*A guest review today, from Nick Schager, of
Slant Magazine

Regrettably but inevitably, Waitress's tenacious optimism is partially offset by the recent, tragic murder of its writer/director/co-star Adrienne Shelly, an actress who made her name in Hal Hartley's early indies and, with this funny, charming slice of Southern country life, appears to have found her voice as a filmmaker. However, the bittersweetness that accompanies the film's arrival is, coincidentally, in tune with its story's miserable protagonist, a young, pretty waitress at Joe's Pie Diner named Jenna (Keri Russell). Stuck in a loveless marriage to her controlling, abusive husband Earl (Jeremy Sisto), and prevented from running away by a lack of cash, Jenna is a forlorn woman who sees dreams of a bright future dissipating before her eyes. To cope, she pours all of her grief, longing and sadness for happier times-gone-by into her unique homemade pies, which – described, at one point, as "biblically good" – are concocted with an array of inventively combined ingredients, and named after the moods that inspired them (such as her "I Hate My Husband Pie" and "Falling in Love Pie").

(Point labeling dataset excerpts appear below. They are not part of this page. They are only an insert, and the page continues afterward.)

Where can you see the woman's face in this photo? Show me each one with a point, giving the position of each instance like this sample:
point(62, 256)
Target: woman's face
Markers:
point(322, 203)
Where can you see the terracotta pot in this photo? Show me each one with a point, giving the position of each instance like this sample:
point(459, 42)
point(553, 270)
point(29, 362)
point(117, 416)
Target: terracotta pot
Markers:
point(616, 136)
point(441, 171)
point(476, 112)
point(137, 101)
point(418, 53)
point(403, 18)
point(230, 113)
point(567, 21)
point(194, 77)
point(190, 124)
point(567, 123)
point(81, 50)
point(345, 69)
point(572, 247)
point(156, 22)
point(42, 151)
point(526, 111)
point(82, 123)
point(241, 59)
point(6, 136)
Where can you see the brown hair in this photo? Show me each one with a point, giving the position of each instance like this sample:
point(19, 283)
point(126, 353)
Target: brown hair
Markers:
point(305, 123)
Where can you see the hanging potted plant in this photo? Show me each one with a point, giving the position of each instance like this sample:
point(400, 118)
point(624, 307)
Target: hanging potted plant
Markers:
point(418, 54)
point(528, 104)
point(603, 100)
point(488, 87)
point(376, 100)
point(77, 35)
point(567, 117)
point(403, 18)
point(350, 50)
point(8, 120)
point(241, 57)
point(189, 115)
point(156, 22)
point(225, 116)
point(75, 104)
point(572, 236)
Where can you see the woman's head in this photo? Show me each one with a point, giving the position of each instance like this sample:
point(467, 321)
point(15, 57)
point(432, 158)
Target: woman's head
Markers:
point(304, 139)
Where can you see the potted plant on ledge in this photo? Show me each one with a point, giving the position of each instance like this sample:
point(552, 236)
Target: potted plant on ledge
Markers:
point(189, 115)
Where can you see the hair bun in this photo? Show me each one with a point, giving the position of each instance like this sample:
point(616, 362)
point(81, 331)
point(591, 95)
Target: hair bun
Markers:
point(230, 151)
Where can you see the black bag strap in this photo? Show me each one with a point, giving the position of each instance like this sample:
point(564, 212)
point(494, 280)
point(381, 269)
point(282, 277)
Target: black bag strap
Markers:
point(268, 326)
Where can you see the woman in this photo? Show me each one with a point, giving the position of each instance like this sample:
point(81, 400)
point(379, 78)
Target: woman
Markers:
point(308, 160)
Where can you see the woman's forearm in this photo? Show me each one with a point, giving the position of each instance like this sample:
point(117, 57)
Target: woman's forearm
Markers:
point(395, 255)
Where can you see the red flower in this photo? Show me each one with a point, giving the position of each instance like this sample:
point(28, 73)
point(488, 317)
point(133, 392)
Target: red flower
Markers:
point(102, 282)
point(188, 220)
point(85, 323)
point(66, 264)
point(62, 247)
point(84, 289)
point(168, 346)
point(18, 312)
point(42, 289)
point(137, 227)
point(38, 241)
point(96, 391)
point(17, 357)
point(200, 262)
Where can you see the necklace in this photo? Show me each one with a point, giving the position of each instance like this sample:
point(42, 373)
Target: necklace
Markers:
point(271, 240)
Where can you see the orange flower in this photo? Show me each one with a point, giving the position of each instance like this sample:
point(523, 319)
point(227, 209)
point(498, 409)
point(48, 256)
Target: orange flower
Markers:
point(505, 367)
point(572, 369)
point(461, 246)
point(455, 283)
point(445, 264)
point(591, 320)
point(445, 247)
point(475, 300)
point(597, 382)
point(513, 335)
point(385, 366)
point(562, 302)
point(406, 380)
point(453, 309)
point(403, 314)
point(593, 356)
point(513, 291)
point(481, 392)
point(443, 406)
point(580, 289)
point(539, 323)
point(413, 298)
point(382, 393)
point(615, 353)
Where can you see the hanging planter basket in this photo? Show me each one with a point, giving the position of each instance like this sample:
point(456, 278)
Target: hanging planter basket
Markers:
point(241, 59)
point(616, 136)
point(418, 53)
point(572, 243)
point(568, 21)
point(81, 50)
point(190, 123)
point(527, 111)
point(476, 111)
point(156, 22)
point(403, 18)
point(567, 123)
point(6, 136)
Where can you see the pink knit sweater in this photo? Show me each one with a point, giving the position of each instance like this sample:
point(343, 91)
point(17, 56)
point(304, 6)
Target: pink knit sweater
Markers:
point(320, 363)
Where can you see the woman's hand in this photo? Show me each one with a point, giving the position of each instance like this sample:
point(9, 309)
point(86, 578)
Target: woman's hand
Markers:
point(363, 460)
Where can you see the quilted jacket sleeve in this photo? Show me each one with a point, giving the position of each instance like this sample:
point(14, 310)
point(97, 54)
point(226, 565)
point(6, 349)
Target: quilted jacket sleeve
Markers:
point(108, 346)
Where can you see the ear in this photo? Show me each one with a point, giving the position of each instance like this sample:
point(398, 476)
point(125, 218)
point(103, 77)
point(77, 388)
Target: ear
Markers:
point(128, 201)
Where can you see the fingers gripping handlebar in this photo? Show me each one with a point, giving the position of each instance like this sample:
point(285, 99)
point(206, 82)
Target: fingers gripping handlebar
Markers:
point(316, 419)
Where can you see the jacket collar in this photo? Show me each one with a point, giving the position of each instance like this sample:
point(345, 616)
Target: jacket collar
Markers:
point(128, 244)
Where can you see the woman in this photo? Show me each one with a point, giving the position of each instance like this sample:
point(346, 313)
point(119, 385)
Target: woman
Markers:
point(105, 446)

Tending to her louse of a spouse, wasting time gabbing in the diner bathroom with co-workers Becky (Cheryl Hines) and Dawn (Shelly), and waiting on outspoken, lewd diner proprietor Old Joe (a consistently hilarious Andy Griffith) while decked out in her '50s-style blue-and-white uniform – Jenna's life is, at the outset, in a rut. Waitress is too, as its early attempts at establishing a mood are a tad shaky, vacillating unevenly between cutesiness and seriousness. That balancing act becomes much smoother, however, once Jenna – after learning that she's pregnant with Earl's baby thanks to an ill-advised drunken roll in the hay – goes to see her OBGYN and finds, to her surprise, that her lifelong doctor has suddenly semi-retired and been replaced by attractive Dr. Pomatter (Nathan Fillion). Though she's been stashing money around the house for an eventual escape, Jenna makes clear to the married Pomatter that, while she isn't thrilled about the baby (who'll further tie her down), she nonetheless intends to keep it. Her plan to disappear into the night, however, is complicated by the almost immediate and overwhelming mutual attraction that blossoms between doc and patient.